Some solitary bee species that can be seen are Red Mason bees and Hairy-footed bees
Three more species of Butterfly on the wing are Red Admiral, Speckled wood, Orange Tip, and Green-veined White.
More lizards can be seen now basking on exposed logs/timber and stone/concrete, and also I have seen the first Grass Snake of the season.
The second of our Orchids is coming into flower now with its tiny green flowers.
The Common Twayblade
24 Spot Ladybird at 2mm must be one of the smallest Ladybirds
Only the male has this Scorpion-like tail which is in fact its reproductive organs and is completely harmless.
Stinging hairs on Stinging Nettle.
I missed the main Orchids this year apart from 4 Pyramidal Orchids on the Airfield.
Frances Jordan managed to photograph the Southern Marsh Orchid
Some close up pictures of Butterflies of Lympne (click on image to enlarge)
Here are some pictures taken by Frances Jordan.
Great picture of a Violet Ground Beetle attacking a Slug.

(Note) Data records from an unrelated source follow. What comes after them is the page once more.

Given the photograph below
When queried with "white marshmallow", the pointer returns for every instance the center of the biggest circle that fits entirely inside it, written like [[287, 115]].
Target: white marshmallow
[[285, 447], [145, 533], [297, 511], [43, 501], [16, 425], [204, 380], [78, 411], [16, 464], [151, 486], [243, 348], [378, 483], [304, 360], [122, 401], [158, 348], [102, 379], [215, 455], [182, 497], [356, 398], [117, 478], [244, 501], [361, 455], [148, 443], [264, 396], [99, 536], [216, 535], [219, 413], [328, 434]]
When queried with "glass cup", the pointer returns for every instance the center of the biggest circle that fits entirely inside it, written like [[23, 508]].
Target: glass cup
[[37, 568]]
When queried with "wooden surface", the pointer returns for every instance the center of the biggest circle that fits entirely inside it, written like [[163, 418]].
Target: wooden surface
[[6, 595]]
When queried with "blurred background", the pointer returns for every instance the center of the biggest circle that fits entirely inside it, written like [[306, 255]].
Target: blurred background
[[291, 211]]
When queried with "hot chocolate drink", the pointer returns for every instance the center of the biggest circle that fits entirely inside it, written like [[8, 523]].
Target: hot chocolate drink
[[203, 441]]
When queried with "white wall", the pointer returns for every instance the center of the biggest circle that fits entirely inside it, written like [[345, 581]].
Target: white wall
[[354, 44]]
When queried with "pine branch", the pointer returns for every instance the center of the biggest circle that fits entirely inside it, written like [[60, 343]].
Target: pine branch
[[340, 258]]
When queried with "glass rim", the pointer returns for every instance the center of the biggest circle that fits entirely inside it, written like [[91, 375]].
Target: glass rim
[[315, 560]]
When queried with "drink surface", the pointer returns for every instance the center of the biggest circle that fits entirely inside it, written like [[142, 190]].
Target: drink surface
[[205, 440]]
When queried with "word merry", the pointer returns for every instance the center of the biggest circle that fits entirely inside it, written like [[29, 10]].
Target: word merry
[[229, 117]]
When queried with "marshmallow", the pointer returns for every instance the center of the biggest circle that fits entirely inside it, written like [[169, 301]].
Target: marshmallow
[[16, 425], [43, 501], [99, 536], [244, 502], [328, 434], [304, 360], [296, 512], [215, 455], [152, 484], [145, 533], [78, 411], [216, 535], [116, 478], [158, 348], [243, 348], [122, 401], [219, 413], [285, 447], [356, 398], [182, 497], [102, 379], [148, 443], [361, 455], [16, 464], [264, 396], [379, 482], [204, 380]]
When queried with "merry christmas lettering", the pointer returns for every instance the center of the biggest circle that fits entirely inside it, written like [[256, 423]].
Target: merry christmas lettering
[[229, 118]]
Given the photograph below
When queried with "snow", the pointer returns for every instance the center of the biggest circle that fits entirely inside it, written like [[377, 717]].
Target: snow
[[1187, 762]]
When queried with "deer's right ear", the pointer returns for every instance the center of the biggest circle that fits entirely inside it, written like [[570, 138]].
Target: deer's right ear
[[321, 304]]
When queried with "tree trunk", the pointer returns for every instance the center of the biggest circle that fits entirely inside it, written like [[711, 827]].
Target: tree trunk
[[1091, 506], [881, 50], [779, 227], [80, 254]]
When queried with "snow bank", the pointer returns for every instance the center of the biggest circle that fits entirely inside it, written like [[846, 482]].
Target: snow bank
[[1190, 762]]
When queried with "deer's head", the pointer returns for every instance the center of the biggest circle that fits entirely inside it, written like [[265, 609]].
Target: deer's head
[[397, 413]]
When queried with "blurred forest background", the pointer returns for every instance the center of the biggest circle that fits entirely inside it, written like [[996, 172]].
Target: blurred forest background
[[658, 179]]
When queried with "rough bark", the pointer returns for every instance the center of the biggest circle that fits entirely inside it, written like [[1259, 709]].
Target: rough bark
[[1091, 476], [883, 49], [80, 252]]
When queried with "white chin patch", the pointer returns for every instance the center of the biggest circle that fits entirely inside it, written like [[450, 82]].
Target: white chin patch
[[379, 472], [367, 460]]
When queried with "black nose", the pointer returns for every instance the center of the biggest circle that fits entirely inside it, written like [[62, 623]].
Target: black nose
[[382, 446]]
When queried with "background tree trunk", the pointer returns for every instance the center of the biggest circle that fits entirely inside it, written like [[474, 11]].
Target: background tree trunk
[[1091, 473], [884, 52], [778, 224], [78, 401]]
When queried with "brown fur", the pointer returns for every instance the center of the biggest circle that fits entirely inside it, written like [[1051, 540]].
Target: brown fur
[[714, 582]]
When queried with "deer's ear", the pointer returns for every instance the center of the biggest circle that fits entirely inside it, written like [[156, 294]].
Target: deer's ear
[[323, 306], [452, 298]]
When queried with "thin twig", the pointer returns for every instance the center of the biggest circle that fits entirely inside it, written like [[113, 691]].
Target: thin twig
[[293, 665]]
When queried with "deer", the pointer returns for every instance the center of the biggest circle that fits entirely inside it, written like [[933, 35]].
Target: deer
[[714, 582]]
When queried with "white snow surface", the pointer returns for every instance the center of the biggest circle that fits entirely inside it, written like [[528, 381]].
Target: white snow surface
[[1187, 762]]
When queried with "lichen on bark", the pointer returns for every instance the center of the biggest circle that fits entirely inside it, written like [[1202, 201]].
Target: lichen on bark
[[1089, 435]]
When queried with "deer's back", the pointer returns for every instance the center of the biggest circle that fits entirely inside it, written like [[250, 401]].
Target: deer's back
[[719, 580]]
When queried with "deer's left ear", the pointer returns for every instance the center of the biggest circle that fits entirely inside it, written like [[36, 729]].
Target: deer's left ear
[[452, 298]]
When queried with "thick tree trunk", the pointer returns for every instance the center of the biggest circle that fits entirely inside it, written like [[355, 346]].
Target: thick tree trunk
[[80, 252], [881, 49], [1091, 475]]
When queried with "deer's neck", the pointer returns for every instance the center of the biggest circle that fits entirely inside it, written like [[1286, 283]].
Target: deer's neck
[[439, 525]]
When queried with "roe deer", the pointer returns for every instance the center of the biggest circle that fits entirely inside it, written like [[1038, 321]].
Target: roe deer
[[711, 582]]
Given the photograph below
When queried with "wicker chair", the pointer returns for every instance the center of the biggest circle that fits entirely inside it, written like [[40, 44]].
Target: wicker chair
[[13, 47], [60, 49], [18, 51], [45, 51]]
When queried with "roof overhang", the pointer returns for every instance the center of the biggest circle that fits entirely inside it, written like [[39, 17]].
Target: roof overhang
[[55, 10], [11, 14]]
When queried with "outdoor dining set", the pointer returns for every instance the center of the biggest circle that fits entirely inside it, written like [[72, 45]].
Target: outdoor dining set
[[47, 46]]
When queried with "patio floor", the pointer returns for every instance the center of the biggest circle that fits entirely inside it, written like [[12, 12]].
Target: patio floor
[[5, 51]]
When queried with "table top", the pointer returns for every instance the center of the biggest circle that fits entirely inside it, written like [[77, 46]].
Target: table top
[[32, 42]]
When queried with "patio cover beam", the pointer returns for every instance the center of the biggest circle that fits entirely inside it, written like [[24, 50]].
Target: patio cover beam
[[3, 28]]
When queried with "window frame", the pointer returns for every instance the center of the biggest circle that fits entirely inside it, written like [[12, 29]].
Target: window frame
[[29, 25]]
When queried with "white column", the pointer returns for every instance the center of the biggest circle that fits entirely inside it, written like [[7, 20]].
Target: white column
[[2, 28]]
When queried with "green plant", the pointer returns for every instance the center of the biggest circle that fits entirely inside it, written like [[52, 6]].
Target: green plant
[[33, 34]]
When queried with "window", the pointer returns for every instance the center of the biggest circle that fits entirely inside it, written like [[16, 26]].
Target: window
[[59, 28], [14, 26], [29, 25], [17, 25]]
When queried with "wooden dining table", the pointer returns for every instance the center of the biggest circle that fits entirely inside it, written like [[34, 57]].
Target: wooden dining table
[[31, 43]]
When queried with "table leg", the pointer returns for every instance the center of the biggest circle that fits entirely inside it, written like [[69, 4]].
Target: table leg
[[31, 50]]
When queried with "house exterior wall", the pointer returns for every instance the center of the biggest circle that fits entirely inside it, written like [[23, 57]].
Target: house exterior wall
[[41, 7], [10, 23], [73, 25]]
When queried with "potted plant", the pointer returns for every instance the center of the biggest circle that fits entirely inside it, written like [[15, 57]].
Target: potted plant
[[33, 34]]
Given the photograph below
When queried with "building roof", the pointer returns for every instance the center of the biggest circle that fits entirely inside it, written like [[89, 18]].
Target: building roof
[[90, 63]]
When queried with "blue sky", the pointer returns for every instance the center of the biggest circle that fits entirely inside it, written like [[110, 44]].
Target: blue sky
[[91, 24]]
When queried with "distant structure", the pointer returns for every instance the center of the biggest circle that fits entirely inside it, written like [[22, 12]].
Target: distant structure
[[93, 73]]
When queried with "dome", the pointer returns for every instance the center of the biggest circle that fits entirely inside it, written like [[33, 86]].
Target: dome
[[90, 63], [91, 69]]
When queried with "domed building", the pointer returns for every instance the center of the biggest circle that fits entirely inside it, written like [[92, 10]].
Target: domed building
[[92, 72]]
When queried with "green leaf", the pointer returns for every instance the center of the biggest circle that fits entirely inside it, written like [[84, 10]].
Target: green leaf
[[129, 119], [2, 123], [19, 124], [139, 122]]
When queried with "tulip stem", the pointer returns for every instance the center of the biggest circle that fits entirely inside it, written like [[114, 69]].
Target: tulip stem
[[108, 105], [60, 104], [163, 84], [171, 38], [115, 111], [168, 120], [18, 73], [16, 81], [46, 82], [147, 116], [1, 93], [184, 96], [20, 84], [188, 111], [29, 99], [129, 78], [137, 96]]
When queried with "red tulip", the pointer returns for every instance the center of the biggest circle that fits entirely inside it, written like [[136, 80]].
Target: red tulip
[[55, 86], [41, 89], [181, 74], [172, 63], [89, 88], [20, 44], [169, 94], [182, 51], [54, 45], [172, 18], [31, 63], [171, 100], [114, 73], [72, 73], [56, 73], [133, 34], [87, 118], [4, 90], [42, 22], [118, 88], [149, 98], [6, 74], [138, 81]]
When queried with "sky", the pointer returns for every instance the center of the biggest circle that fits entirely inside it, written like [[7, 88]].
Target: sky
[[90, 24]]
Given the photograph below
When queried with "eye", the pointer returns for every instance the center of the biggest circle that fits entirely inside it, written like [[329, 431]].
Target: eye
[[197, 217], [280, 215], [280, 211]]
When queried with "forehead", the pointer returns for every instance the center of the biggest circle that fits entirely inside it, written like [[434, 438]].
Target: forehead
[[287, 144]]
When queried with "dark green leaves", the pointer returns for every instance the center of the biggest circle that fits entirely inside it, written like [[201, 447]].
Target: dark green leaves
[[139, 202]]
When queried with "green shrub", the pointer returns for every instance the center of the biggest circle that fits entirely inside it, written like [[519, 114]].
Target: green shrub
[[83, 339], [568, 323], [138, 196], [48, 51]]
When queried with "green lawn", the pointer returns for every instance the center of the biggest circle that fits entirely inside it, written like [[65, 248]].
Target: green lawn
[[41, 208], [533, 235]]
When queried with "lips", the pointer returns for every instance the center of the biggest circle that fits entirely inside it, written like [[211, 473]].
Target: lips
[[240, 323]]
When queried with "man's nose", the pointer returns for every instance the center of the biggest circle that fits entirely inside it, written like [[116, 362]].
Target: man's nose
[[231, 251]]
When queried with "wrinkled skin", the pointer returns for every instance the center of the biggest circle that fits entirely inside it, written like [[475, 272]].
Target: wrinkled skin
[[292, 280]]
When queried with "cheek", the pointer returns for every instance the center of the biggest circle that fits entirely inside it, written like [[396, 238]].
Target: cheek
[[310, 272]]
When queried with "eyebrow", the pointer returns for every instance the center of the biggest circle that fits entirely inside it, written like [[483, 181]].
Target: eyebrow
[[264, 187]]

The nest picture from Frances was of the German Wasp (pictures below)
Some close up pictures of the compound eye of the Migrant Hawker
Autumn has arrived just before the first frost I captured these images, Ragwort is hanging on providing a late nectar and pollen source for insects as are other yellow flowering plants like Toad flax and Bristly Ox Tongue.
A pair of Stone Chats (male on left) have been seen over the last few weeks on the former Lympne Airfield.
While looking for late Butterflies and other insects on the Ivy flowers saw hunting European Hornets capture and dismember Honey bees.
Most of the Lizards are now hibernating so I got lucky and spotted this late individual getting a last minute warm up in the sun.
The last of the migrating Warblers have passed through with some like this Chiffchaff may overwinter here.